My off/on again girlfriend had dragged me to a show and I was mesmerized from the very first number. Jeff M., a guy I knew from the sports world, had the lead in a number based on American prehistory; the voyageur era. Just a simple canoe for the opening shot, with the only movement the paddle strokes, then it grew.
A few years into the minor, I had done a few stage shows with the ballet professor, Darcy. One day she asked me to help in the Intro to Ballet class, so she could teach proper jumping & lifting technique. It started pretty rocky! The 2nd woman jumping had poor body coordination in the first place, made much worse by her panicked leap. She came flying in, knee first, arms flailing the air, and nutmegged me hard.
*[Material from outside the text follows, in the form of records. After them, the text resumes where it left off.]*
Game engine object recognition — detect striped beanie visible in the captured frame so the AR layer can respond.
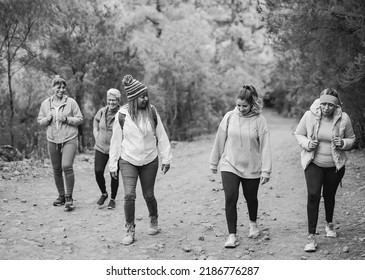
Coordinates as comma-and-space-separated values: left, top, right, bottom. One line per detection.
122, 74, 147, 101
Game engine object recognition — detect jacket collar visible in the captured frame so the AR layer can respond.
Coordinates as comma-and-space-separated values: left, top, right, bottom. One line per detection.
310, 98, 342, 123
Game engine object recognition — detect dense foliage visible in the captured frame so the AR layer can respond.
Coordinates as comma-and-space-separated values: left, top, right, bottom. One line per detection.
1, 0, 272, 157
262, 0, 365, 147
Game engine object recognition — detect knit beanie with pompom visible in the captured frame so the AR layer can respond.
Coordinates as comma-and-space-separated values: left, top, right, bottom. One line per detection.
122, 74, 147, 101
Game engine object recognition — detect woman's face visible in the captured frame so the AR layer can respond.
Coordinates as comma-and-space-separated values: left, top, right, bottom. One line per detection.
236, 98, 251, 115
137, 91, 149, 109
52, 83, 66, 99
320, 102, 336, 117
107, 96, 118, 110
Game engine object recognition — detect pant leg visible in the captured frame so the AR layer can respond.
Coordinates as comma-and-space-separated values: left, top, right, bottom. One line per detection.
47, 141, 65, 196
322, 166, 345, 223
139, 157, 159, 218
304, 163, 324, 234
119, 158, 138, 224
221, 171, 241, 234
61, 137, 78, 196
241, 178, 260, 222
94, 150, 108, 194
110, 161, 120, 200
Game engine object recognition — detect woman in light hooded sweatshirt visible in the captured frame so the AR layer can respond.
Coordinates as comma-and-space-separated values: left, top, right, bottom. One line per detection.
210, 85, 272, 248
294, 88, 355, 252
Darcy stopped the drill and told them “your only job is to make a smooth leap and hold the correct body position. Everything after that is trust. He’ll make the catch, if you stay steady and make it easy. Watch.”
Darcy made a short windup for momentum, then made a beautiful, picture-perfect jump; a study in practical elegance. But… We had been drilling with straight-on jumps, into me. Darcy’s leap was going by me: I was set up wrong! But she had this beatific, serene smile as she sailed by;I knew she’d crash & burn rather than give up on the catch. So I lunged backwards while dropping to one knee, trying to get into position. I somehow managed to get my right hand down far enough to reach her; a no-look, one-handed catch, behind my back, inches off the floor. But it worked! Her knee dropped perfectly into the palm of my hand, and we both had the body control to keep balanced in the new equilibrium.
A spectacular catch that, alas, we knew we couldn’t build into the next show. The catch was far too risky to try at all, left alone pulling it off with the same level of elegant flair.